[quote="SyroMalankara, post:17, topic:445872"]
He was attempting to integrate Roman Catholicism to a prejudiced American Anglo-Saxon protestant culture. Introducing these new ethnic folks with their married priests and leavened bread, would have, he thought, crack the narrowly focused narrative he and his predecessors (however well intentioned) had spent decades creating. How would he explain married priests to a group he'd spent decades catechizing celibate priesthood, as a mark of Catholic exclusive grace? Also, the time spent on documents and teaching tools that were pro-Roman, yet subtly anti-Eastern would have to be changed, if not eliminated.
I'm not defending him, just presenting the perspective.
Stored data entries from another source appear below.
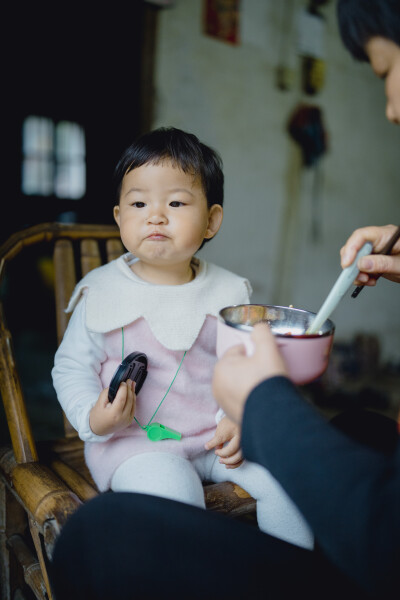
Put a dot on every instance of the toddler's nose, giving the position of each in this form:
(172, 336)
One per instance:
(157, 218)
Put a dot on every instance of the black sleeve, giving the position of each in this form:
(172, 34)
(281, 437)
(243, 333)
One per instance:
(349, 494)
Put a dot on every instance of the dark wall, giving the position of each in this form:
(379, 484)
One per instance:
(67, 63)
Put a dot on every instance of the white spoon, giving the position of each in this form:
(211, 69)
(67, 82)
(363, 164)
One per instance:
(341, 286)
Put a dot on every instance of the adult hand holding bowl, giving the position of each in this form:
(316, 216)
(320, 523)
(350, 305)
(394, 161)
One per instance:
(306, 356)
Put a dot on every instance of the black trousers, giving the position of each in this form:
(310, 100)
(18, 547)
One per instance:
(123, 546)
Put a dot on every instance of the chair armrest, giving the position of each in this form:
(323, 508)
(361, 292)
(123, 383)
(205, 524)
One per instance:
(43, 494)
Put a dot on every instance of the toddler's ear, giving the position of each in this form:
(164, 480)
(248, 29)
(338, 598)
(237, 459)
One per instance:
(215, 217)
(116, 214)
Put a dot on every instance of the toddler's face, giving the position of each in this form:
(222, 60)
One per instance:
(163, 214)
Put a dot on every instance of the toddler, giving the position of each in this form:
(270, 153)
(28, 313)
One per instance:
(159, 299)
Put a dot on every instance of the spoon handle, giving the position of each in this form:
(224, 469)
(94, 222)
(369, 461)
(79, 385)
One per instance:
(341, 286)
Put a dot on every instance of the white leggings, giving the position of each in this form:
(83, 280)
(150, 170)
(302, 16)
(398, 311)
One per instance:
(170, 476)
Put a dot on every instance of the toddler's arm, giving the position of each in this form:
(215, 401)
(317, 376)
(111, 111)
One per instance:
(227, 432)
(76, 372)
(106, 417)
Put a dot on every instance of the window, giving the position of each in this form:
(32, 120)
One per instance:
(53, 160)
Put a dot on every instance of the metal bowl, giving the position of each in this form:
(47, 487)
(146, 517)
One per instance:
(283, 320)
(306, 356)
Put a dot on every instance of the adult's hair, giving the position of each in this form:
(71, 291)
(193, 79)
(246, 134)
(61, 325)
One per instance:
(360, 20)
(184, 150)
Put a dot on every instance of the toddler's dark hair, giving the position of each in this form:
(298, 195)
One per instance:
(184, 150)
(360, 20)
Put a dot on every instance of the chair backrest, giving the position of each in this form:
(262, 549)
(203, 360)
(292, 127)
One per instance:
(76, 250)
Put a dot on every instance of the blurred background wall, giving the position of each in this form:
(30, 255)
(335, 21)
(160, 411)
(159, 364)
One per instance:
(228, 95)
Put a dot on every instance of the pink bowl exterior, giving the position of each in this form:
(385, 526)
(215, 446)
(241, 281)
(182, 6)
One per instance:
(306, 358)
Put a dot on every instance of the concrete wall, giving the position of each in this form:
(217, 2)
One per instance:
(227, 95)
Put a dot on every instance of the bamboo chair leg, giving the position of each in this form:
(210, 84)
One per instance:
(39, 550)
(4, 553)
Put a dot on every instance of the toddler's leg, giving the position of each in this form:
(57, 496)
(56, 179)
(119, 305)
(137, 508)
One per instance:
(276, 513)
(160, 474)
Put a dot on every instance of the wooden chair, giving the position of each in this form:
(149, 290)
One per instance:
(43, 483)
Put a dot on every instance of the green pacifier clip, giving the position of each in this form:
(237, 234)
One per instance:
(157, 431)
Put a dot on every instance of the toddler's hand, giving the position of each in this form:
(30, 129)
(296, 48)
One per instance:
(227, 432)
(108, 417)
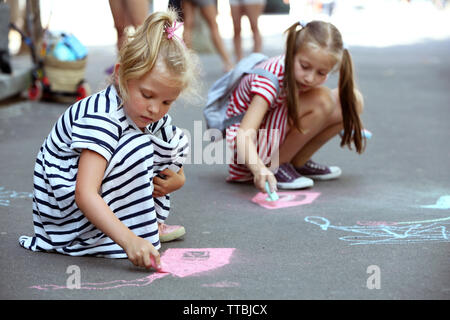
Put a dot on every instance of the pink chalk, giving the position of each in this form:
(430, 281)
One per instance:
(159, 268)
(186, 262)
(286, 199)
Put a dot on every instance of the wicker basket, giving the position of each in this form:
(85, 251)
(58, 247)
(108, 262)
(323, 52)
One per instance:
(64, 76)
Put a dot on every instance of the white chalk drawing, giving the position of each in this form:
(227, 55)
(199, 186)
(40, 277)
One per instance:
(382, 232)
(442, 203)
(435, 230)
(7, 195)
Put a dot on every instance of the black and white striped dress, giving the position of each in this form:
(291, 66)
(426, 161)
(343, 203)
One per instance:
(99, 123)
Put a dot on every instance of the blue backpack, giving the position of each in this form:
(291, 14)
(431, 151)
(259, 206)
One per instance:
(220, 92)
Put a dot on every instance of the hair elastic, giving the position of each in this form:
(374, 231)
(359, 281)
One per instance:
(170, 30)
(303, 23)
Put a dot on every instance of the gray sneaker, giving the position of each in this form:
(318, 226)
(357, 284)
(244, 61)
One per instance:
(317, 171)
(288, 178)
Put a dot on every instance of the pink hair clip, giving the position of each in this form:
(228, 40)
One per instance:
(171, 30)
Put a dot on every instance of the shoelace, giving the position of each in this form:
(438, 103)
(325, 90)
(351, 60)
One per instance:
(311, 164)
(288, 171)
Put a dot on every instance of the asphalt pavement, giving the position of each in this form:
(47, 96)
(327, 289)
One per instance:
(380, 231)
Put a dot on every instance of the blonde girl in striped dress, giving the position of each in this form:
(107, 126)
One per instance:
(96, 185)
(283, 129)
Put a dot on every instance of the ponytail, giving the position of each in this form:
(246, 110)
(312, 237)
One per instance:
(351, 120)
(289, 83)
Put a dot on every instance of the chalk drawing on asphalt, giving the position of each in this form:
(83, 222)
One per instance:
(286, 199)
(177, 262)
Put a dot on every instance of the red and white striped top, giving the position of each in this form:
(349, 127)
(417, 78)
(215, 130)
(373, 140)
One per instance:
(254, 84)
(274, 125)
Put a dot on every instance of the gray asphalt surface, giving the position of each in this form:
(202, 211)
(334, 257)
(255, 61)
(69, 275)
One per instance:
(278, 255)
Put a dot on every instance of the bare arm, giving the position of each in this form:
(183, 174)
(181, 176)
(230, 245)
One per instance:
(91, 168)
(172, 182)
(246, 147)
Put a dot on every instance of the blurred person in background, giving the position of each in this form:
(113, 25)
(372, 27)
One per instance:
(127, 13)
(252, 9)
(208, 9)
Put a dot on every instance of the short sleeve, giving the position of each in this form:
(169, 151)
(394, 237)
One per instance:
(265, 88)
(97, 132)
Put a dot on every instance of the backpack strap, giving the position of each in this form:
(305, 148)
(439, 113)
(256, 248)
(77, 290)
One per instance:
(260, 72)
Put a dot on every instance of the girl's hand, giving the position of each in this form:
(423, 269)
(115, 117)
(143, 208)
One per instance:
(172, 182)
(262, 175)
(139, 250)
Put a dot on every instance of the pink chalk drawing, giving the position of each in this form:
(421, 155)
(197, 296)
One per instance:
(178, 262)
(286, 199)
(222, 284)
(375, 223)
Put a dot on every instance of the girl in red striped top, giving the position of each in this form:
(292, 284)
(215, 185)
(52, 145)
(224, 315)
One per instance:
(281, 130)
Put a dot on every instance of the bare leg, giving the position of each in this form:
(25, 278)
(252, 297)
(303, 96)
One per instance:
(236, 14)
(209, 13)
(253, 12)
(127, 13)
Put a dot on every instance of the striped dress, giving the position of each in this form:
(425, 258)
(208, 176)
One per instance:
(274, 126)
(98, 123)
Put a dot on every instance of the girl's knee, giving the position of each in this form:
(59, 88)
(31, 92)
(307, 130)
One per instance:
(359, 101)
(323, 101)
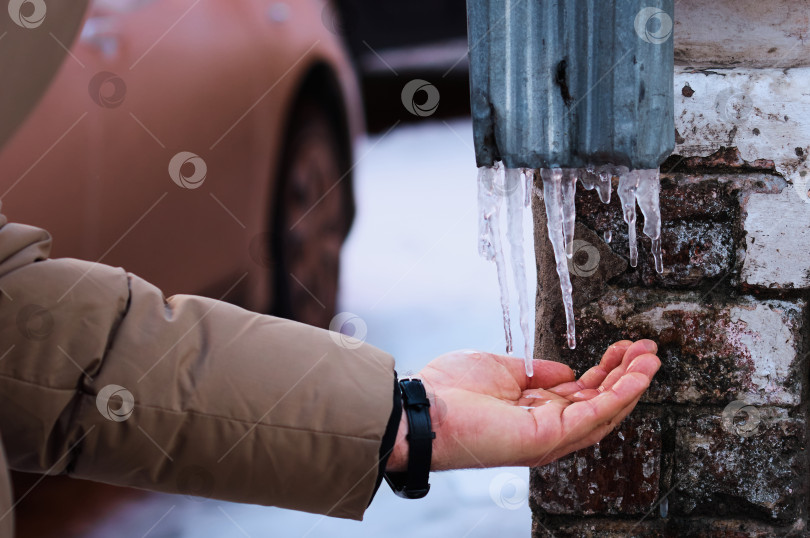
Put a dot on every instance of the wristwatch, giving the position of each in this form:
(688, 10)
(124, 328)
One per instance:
(413, 483)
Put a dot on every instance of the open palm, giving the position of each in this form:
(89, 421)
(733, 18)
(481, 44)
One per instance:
(486, 412)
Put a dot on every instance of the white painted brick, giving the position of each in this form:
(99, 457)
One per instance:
(777, 242)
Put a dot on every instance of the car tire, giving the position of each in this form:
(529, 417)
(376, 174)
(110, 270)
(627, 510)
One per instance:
(314, 212)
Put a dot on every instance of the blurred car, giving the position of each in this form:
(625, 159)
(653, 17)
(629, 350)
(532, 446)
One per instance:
(205, 146)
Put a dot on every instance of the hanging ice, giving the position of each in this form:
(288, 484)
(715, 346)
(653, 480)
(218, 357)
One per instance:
(555, 213)
(490, 245)
(514, 231)
(558, 193)
(515, 185)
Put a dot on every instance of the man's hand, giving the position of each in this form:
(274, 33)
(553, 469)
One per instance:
(486, 412)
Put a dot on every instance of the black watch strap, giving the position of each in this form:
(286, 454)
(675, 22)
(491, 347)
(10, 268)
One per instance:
(413, 483)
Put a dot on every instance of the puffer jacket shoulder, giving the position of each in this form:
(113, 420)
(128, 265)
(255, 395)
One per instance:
(104, 378)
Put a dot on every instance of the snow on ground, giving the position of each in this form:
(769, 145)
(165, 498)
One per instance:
(412, 274)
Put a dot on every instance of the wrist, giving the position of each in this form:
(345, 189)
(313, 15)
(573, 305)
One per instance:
(398, 460)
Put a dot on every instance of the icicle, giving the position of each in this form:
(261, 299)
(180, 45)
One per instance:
(649, 187)
(606, 174)
(628, 184)
(559, 187)
(569, 190)
(490, 185)
(514, 231)
(552, 196)
(528, 173)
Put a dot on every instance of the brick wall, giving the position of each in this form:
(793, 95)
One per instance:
(717, 446)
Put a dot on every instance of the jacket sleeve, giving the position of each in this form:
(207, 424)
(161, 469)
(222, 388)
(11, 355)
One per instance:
(103, 378)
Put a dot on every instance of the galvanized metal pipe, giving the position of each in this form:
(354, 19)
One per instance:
(571, 83)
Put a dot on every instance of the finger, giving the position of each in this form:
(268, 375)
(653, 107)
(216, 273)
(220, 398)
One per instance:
(546, 373)
(610, 360)
(596, 436)
(596, 375)
(642, 347)
(536, 398)
(641, 364)
(581, 418)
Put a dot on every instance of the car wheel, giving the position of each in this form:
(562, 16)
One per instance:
(314, 212)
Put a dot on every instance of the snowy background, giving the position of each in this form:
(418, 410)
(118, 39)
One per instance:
(412, 274)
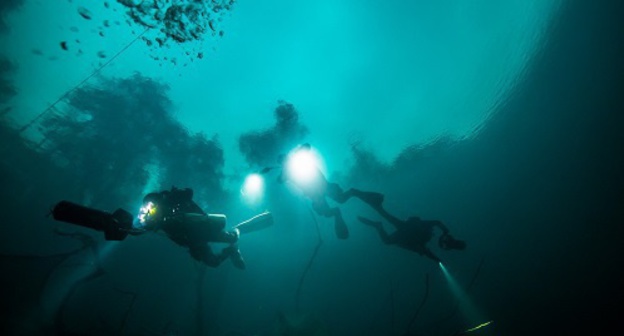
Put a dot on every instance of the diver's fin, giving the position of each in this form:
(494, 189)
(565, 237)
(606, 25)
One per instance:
(259, 222)
(374, 199)
(340, 227)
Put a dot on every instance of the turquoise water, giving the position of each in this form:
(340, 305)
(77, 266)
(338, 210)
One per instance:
(499, 119)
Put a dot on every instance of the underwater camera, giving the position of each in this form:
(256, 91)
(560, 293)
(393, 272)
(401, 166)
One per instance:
(115, 225)
(447, 242)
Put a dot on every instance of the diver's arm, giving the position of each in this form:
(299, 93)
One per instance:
(441, 225)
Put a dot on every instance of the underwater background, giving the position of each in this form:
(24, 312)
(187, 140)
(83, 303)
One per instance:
(501, 119)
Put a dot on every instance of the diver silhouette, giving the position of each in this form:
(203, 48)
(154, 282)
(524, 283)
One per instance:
(319, 189)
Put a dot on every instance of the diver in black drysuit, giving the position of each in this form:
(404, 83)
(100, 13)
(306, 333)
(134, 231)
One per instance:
(185, 223)
(412, 234)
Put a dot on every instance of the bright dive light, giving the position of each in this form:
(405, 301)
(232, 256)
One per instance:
(253, 187)
(302, 166)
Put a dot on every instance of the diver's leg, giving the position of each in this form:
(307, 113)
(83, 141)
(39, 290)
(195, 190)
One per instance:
(385, 237)
(397, 223)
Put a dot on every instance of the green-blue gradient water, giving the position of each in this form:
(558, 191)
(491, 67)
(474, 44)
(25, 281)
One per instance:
(500, 119)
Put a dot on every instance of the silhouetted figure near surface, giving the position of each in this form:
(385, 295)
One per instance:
(318, 189)
(412, 234)
(174, 212)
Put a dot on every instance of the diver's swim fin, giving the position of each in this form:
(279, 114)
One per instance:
(259, 222)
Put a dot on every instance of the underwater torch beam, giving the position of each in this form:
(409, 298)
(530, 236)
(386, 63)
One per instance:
(305, 271)
(422, 304)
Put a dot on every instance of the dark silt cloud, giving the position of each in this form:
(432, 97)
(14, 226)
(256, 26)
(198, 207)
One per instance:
(108, 133)
(262, 148)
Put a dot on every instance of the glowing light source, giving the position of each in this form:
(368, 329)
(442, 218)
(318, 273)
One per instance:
(253, 187)
(146, 211)
(302, 166)
(465, 303)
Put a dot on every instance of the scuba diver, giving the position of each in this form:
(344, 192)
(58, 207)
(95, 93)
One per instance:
(318, 189)
(174, 212)
(413, 234)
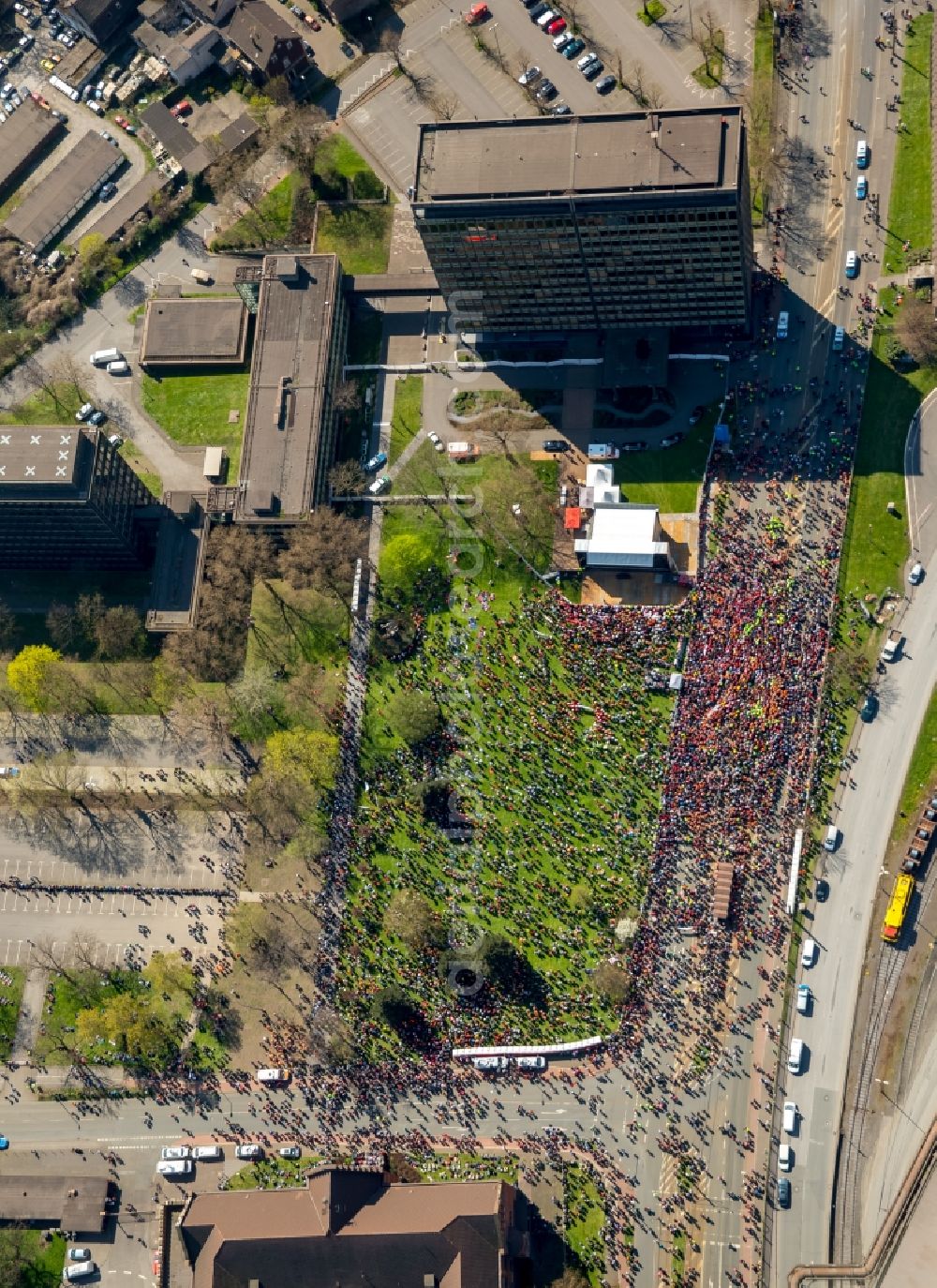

I am familiar with it, also given the majority of Catholics in the US were either from Western Europe and many, many of them emigrants from my home country he would have ended up fighting to change attitudes with fellow Catholics as well. Certainly most of my own relatives are totally unaware of the Eastern Catholic Churches, when my aunt who is a religious sister verified in a conversation that I was correct about infant communion and marriage of priests been allowed in some of these Churches many were appalled. The general response of some of the older family members was, "When is Rome going to teach them to be 'proper' Catholics?" Bishop Ireland been from a rural Irish background likely also understood that sort of clash was going to start and be far worse in an age where people had far less access to information. Irish Catholicism has always very much viewed things as if it's not done how we do it in Ireland it's not the right way and you can go for hours arguing with some Irish Catholics on that and get nowhere.